While 77% of Americans say the quality of their own health care is excellent or good, access to and rising costs of health care remain fundamental problems with our health care system.
As conservatives we believe a better functioning, more competitive, and transparent marketplace would cover more people and deliver the higher-value care we seek. Judging by his policy proposals, it appears that President Barack Obama has a different vision. Yesterday, the the Health Policy Consensus Group, a coalition of experts from market-oriented think tanks (including the American Enterprise Institute, the Center for Medicine in the Public Interest, the Ethics and Public Policy Center, the Galen Institute, The Heritage Foundation, the Independence Institute, the Institute for Policy Innovation, the Institute for Research on the Economics of Taxation, the National Center for Policy Analysis, and the Pacific Research Institute) released a joint Statement on Health Reform identifying six flawed prescriptions for radical change should not be accepted as part of any serious and sustainable health reform proposal:
- A new government health insurance plan.
- An employer “play-or-pay” mandate.
- A uniform, government-defined package of benefits.
- A mandate that individuals must purchase insurance.
- A National Health Insurance Exchange extending federal regulatory powers over private insurance.
- Federal interference in the practice of medicine through a federal health board, comparative effectiveness review, and other government intrusions into medical decision-making.
For For an extended critique of each of these policy proposals, read the full Health Policy Consensus Group statement here.

There was never a problem with accessible health care.

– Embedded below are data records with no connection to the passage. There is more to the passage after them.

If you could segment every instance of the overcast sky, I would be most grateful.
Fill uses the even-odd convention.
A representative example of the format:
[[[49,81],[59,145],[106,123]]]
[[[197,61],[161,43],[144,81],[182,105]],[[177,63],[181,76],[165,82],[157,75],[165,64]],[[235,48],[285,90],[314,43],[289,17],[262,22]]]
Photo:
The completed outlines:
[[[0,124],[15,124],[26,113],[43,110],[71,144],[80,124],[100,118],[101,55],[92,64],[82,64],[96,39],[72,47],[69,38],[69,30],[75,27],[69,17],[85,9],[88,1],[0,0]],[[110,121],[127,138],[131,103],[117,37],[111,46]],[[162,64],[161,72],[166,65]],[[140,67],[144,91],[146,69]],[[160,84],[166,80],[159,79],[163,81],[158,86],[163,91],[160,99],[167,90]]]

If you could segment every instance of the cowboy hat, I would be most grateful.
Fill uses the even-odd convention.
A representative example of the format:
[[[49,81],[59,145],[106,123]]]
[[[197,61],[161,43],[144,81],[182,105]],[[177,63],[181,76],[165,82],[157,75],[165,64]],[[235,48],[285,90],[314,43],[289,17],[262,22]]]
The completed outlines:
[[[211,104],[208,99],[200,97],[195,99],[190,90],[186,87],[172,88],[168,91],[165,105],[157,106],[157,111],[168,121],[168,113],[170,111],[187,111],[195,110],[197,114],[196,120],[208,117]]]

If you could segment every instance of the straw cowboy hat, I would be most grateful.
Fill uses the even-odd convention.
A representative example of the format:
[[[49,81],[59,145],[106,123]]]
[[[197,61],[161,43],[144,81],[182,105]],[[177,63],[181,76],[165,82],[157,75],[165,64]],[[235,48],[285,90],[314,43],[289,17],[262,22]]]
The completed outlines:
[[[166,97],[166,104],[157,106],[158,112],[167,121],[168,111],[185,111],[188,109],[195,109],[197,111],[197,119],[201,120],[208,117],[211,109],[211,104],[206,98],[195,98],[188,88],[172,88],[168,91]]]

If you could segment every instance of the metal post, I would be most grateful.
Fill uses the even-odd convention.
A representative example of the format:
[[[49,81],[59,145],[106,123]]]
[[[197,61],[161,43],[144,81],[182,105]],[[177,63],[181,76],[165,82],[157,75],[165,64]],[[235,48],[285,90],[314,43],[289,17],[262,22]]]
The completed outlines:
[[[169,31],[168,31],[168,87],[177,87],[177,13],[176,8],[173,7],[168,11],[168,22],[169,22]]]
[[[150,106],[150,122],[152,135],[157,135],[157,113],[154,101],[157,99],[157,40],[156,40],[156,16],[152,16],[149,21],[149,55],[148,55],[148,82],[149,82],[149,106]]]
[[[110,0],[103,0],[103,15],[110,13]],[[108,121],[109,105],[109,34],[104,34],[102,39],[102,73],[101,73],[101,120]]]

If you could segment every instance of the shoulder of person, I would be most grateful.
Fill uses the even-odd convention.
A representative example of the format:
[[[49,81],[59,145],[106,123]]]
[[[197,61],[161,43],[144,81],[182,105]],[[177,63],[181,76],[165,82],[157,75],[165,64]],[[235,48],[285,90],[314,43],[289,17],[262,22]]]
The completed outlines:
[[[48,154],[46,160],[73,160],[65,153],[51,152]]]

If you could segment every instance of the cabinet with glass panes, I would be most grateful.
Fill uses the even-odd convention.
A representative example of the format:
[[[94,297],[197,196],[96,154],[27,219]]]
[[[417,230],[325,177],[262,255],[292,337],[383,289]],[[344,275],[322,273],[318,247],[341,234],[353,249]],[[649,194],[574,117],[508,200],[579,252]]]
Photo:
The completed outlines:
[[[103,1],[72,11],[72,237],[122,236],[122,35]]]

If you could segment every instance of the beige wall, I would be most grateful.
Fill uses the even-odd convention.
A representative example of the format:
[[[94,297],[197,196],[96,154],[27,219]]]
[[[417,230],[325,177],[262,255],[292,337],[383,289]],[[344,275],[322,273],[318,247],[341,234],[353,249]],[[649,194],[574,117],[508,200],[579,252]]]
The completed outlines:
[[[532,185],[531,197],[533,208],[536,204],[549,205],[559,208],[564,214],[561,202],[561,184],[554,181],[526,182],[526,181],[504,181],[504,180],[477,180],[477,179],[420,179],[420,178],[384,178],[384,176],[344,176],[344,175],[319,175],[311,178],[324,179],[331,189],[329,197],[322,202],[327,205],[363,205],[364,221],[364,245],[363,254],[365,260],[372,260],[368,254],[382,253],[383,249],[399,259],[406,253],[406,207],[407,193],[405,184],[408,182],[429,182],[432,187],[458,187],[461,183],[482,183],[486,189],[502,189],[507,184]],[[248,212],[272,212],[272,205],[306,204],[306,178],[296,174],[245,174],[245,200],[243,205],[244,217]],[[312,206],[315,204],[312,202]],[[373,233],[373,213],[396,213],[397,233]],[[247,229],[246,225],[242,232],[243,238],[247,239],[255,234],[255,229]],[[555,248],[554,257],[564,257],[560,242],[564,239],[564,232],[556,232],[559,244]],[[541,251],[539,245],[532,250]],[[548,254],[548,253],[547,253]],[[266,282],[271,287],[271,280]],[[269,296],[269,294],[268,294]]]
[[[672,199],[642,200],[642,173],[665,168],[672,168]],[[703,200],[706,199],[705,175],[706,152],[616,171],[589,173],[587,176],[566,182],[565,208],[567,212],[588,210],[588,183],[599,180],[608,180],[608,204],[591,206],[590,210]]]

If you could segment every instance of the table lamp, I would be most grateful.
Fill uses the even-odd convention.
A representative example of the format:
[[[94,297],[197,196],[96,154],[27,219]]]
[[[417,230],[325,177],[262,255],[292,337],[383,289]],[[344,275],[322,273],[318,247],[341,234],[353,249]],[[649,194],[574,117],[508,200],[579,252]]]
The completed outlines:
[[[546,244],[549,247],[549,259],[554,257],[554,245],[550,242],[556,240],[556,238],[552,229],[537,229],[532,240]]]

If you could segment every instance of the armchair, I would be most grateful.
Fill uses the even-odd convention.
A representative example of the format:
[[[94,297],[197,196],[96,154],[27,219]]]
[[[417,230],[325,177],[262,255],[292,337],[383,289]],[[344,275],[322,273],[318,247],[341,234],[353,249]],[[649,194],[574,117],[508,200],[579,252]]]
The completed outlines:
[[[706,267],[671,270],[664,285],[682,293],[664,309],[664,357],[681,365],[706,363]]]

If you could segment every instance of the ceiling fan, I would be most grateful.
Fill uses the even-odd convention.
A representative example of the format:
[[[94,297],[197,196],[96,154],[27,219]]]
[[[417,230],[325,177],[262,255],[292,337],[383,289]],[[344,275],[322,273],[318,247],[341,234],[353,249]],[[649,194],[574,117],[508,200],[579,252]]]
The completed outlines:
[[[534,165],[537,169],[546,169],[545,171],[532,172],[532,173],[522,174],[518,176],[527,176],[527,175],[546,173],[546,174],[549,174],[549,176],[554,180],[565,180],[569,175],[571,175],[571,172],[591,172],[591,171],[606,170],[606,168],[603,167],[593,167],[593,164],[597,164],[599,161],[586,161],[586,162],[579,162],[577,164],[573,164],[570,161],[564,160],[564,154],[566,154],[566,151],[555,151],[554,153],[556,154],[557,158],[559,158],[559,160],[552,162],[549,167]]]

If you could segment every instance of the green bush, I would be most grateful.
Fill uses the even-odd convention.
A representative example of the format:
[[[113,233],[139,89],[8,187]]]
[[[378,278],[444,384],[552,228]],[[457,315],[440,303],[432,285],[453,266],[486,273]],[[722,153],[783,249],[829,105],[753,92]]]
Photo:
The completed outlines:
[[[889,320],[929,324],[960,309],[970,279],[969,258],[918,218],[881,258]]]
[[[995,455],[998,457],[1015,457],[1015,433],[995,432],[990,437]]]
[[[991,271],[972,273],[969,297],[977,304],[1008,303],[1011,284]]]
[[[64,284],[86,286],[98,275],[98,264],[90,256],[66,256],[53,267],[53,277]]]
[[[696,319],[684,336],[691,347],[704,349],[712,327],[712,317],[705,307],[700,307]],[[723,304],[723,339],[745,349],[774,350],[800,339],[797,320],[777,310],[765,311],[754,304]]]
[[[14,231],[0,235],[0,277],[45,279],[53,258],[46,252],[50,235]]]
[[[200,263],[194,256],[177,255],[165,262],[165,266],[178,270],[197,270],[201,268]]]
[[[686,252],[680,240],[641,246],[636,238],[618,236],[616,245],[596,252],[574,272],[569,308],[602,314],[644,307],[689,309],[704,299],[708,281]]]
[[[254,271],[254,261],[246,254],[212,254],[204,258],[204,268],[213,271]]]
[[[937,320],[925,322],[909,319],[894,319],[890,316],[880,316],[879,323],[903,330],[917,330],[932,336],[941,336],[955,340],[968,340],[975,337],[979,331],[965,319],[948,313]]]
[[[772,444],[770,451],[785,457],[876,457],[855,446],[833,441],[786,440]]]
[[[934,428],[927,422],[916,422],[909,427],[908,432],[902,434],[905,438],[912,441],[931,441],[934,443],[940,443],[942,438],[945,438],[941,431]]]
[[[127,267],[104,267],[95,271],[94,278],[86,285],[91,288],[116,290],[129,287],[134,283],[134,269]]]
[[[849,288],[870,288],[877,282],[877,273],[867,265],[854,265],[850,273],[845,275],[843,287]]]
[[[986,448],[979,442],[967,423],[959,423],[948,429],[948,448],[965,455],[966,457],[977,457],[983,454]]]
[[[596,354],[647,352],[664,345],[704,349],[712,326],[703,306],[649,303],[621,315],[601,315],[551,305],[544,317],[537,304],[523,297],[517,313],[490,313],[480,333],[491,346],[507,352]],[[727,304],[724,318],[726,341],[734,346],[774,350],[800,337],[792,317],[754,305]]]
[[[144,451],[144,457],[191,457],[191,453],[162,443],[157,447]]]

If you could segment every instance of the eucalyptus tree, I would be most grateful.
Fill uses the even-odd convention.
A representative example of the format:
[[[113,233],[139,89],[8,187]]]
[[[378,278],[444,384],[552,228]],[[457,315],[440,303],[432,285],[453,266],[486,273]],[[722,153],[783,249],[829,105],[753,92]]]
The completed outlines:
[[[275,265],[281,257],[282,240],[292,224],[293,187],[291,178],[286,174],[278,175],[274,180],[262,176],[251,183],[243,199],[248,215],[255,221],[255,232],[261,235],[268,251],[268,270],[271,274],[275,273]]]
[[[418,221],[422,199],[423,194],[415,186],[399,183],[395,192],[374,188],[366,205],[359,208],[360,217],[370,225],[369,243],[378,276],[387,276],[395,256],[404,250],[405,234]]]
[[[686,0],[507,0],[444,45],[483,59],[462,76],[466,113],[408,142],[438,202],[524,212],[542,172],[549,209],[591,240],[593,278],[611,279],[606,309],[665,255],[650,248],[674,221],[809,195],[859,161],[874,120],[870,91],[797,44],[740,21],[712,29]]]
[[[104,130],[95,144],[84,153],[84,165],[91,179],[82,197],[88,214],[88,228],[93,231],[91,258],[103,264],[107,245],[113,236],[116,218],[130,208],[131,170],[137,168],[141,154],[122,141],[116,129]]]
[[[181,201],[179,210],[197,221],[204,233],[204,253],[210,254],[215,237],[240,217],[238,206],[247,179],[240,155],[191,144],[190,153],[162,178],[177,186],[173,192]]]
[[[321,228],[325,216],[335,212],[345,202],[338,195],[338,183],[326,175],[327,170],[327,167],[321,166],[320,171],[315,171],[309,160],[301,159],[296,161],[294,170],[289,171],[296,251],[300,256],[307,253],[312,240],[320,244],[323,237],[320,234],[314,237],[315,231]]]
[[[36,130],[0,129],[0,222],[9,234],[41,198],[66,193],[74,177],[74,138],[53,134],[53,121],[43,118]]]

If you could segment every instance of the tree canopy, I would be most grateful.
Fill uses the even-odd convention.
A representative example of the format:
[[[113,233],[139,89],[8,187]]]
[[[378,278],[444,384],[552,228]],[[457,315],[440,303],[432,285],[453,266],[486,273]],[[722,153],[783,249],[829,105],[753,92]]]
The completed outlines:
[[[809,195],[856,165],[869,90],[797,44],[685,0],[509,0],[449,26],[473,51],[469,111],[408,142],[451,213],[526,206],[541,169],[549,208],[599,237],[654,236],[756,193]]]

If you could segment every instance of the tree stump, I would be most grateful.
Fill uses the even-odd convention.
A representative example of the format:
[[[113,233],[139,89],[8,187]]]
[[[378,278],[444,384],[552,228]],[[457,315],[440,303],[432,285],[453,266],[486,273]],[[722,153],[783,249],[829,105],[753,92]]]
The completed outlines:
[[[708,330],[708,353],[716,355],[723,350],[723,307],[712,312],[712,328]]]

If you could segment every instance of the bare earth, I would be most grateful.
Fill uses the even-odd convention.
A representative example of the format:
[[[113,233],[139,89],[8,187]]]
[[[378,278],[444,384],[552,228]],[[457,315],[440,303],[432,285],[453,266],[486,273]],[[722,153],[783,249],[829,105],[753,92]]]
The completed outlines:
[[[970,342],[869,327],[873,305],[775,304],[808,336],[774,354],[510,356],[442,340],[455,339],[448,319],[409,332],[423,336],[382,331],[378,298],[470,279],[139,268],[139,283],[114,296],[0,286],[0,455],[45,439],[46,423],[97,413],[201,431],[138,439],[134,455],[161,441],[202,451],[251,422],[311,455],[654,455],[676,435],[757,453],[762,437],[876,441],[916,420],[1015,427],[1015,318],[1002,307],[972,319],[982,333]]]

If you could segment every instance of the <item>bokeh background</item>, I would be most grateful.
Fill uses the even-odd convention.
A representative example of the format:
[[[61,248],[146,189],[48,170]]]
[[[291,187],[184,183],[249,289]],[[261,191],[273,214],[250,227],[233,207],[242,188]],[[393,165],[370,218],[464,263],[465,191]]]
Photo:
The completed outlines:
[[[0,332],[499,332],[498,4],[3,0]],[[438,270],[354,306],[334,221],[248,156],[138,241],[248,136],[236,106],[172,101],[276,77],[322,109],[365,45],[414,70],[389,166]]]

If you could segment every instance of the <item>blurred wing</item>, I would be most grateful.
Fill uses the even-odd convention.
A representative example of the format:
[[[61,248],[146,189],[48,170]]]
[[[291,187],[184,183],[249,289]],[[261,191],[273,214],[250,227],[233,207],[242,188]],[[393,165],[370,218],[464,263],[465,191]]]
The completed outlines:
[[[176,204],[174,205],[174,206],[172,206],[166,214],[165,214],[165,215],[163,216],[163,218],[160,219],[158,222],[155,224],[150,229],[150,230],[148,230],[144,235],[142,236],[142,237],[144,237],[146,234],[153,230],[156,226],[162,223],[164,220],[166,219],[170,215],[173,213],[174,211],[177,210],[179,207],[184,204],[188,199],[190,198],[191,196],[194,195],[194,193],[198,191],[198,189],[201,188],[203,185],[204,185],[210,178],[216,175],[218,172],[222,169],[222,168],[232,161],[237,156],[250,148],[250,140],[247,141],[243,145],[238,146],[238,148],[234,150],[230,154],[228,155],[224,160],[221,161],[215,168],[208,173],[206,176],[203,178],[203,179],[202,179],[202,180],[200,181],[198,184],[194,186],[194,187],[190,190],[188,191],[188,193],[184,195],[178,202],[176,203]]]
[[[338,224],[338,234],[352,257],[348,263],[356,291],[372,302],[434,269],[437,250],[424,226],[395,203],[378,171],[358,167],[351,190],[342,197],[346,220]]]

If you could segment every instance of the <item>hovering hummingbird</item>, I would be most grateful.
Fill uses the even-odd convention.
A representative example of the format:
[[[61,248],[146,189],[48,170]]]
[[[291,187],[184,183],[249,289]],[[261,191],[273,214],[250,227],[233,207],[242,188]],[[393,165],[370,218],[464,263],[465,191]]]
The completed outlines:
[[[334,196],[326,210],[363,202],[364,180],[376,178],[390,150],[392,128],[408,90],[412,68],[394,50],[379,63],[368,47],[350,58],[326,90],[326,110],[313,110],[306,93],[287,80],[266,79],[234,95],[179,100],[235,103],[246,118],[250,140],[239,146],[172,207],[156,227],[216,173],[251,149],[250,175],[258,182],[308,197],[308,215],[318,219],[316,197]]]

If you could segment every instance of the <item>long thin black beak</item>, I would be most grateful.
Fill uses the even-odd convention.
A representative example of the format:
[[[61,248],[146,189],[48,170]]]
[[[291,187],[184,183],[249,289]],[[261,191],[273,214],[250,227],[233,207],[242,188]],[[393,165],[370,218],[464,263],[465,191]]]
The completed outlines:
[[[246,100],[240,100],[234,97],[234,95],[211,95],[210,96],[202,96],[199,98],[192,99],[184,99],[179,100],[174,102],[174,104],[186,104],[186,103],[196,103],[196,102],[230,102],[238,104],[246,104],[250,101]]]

The problem is people's unwillingness to take responsibility to make their own decisions and cover their own costs when it comes to their own health. Why should anybody be responsible to health care costs but the person getting health care attention?
If we go to a government-sponsored national health insurance plan, wouldn't it effect an individual's right to sue for medical malpractice as there would be some form of immunity?
You people have got to be kidding or living in a fantasy land! Even with insurance one drug my sister needed would have cost $600 per month and she is a teacher. Health care should be a right-not a privilege. It is barbaric to think that because you make less money that you should not be able to see the doctor, or get medicine or surgery! There is most definately a problem with accessibility when insurance for a family of four can easily exceed $700 a month; this being for insurance that does not really cover what may be needed.